Etwa 12.000 Beduinen leben heute im Kultur- und Naturerbe der Unesco und im nahe gelegenen Disi, das Geschäft mit den Touristen ist die Haupteinnahmequelle. Neben der antiken Stadt Petra ist das Wadi Rum eine der meist besuchten Attraktionen des Landes. Die Wüste ist schnell ausgebucht. Zur Hauptsaison sei oft kein Bett mehr frei, sagt Ahmad Kraishan vom Jordan Tourism Board. Weshalb aus dem kargen Boden auch wie Pilze immer weitere Camps wachsen, in denen die Reisenden meist in Zelten übernachten oder, noch begehrter, in einer der unzähligen Bubbles, kleine kugelförmige Unterkünfte, die durch Kuppeln den Blick in den Sternenhimmel erlauben. Auch da gibt es jede Kategorie, von Basic aus Lehm und Zeltplane bis Luxus ganz aus Glas mit Whirlpool.
Was sich die Touristen hier erhoffen? Die Namen der rund 200 Camps zeugen von Träumen und Sehnsüchten. Adventure Camp, Star Wars Camp, Milky Way Camp, Luxury Camp, Quiet Village Camp, Lawrence Memories Camp... Abenteuer, Sterne, Luxus, Mythos. Die Beduinen haben sich auf all diese Wünsche eingestellt: Fahren die Gäste mit Jeeps durch das
Wadi, hinterlassen ein wildes Muster aus Reifenspuren, klettern mit ihnen auf Berge, führen sie mit Kamelen, erklären nachts den Sternenhimmel. Und abends wird Zarb kredenzt, eine Art beduinisches Barbecue, bei dem Lammfleisch, Reis und Gemüse in einem Loch im Wüstenboden gegart werden – so natürlich auch Lawrence schon serviert wurde.

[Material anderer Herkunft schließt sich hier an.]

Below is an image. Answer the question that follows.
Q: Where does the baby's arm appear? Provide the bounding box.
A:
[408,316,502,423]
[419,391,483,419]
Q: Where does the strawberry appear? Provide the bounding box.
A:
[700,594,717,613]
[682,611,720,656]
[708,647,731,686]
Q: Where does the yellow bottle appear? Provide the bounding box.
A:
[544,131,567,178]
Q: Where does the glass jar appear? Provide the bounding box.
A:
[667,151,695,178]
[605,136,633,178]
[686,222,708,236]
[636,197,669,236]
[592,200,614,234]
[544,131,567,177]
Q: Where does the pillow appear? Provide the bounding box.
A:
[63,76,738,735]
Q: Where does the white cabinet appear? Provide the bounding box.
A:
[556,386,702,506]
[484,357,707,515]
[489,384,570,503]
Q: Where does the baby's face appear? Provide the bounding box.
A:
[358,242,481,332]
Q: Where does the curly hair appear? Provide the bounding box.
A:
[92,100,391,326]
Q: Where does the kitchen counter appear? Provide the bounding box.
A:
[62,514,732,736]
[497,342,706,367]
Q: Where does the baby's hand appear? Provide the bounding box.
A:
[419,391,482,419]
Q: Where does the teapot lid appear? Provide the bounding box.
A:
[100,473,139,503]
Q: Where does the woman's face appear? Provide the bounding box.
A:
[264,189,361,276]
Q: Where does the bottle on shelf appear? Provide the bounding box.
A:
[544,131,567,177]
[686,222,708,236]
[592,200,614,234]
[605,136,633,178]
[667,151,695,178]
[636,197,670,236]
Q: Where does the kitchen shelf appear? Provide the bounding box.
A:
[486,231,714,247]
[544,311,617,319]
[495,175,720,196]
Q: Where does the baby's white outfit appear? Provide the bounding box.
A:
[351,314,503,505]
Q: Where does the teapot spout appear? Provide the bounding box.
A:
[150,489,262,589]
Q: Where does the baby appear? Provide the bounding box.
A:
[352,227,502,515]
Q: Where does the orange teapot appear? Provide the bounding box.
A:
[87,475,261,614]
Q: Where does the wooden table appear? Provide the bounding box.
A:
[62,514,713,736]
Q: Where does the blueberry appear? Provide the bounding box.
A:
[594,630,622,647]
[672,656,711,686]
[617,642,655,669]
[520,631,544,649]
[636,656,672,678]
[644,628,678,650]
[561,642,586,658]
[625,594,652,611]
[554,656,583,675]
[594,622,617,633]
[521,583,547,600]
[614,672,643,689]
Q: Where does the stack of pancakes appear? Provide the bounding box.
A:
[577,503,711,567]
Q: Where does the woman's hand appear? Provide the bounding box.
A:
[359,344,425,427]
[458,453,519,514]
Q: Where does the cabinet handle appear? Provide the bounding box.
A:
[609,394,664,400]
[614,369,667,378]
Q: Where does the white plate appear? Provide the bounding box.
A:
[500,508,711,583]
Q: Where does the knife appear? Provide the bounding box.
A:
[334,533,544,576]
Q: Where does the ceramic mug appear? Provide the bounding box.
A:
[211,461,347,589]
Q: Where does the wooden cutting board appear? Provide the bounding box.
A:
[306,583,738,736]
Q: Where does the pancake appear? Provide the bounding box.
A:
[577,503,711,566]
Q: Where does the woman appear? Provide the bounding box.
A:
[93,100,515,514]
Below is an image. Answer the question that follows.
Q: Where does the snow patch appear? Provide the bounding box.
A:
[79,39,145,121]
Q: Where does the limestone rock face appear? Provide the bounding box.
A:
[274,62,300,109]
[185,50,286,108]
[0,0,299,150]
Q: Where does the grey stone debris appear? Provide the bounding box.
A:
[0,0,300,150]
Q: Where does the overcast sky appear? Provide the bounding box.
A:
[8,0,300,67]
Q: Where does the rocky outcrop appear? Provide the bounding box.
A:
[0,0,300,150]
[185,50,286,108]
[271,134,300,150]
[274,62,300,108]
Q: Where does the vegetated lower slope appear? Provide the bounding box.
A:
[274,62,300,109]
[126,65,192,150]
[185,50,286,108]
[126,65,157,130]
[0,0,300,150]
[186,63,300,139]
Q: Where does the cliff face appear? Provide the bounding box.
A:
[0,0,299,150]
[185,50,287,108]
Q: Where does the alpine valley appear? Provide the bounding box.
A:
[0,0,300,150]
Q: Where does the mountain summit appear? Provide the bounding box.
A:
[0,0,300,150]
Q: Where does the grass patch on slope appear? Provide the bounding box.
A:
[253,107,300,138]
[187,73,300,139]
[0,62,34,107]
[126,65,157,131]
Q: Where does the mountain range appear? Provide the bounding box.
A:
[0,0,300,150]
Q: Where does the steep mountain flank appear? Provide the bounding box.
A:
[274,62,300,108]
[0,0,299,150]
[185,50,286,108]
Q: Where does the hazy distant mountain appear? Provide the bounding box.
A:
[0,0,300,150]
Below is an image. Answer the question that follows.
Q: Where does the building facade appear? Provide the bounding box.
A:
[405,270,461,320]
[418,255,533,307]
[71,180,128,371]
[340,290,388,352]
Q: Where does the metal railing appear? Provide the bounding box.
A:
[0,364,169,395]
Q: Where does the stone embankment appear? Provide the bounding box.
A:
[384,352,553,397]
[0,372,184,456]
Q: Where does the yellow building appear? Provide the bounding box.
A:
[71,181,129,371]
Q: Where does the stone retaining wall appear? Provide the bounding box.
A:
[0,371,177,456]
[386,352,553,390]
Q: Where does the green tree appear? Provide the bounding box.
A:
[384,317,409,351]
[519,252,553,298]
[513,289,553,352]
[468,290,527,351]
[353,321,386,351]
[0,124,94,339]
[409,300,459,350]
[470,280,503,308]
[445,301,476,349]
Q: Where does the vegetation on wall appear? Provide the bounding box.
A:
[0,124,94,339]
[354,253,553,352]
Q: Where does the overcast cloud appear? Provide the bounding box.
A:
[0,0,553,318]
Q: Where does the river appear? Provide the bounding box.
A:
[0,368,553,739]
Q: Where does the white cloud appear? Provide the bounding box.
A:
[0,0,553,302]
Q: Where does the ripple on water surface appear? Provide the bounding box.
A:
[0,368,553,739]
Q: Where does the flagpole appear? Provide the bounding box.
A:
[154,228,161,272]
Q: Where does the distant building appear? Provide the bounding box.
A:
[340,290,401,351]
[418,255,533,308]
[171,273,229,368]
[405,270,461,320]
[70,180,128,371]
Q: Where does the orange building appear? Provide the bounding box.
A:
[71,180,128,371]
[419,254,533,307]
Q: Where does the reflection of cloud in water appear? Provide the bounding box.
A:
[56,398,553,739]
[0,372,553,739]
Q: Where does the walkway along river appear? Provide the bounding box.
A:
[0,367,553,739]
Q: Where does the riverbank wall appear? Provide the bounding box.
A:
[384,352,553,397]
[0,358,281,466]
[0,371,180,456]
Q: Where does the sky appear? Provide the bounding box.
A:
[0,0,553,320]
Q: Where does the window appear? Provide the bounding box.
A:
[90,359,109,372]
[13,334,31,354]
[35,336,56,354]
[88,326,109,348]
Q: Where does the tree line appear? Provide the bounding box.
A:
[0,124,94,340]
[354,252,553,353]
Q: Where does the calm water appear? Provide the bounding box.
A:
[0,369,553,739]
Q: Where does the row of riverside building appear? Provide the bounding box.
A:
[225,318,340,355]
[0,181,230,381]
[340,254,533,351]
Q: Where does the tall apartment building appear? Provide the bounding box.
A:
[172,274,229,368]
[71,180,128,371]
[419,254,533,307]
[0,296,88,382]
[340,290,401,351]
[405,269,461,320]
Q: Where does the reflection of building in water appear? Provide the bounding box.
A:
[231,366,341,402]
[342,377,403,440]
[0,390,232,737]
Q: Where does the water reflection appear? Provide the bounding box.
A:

In den über zweihundert Minuten des Films gibt es übrigens keine weibliche Sprechrolle: Männer reiten, Männer schießen, Männer essen, Männer sprechen große Worte: „In der Wüste ist gar nichts und kein Mensch braucht gar nichts.“In der Disi Women Cooperative Association spielen dagegen nur Frauen die Hauptrollen und wenn Gründerin Qutanah, 58, spricht, erfährt man, was sie hier dringend brauchen. In der Wüste das gleiche wie überall: Ausbildungen, Kinderbetreuung, Jobs. Davon gibt es hier wenige, fast alle im Tourismus. „Wir wollen den jungen Frauen Mut machen, sich dort ihren Platz zu suchen und dadurch auch etwas zum Familieneinkommen beitragen zu können“sagt Qutanah.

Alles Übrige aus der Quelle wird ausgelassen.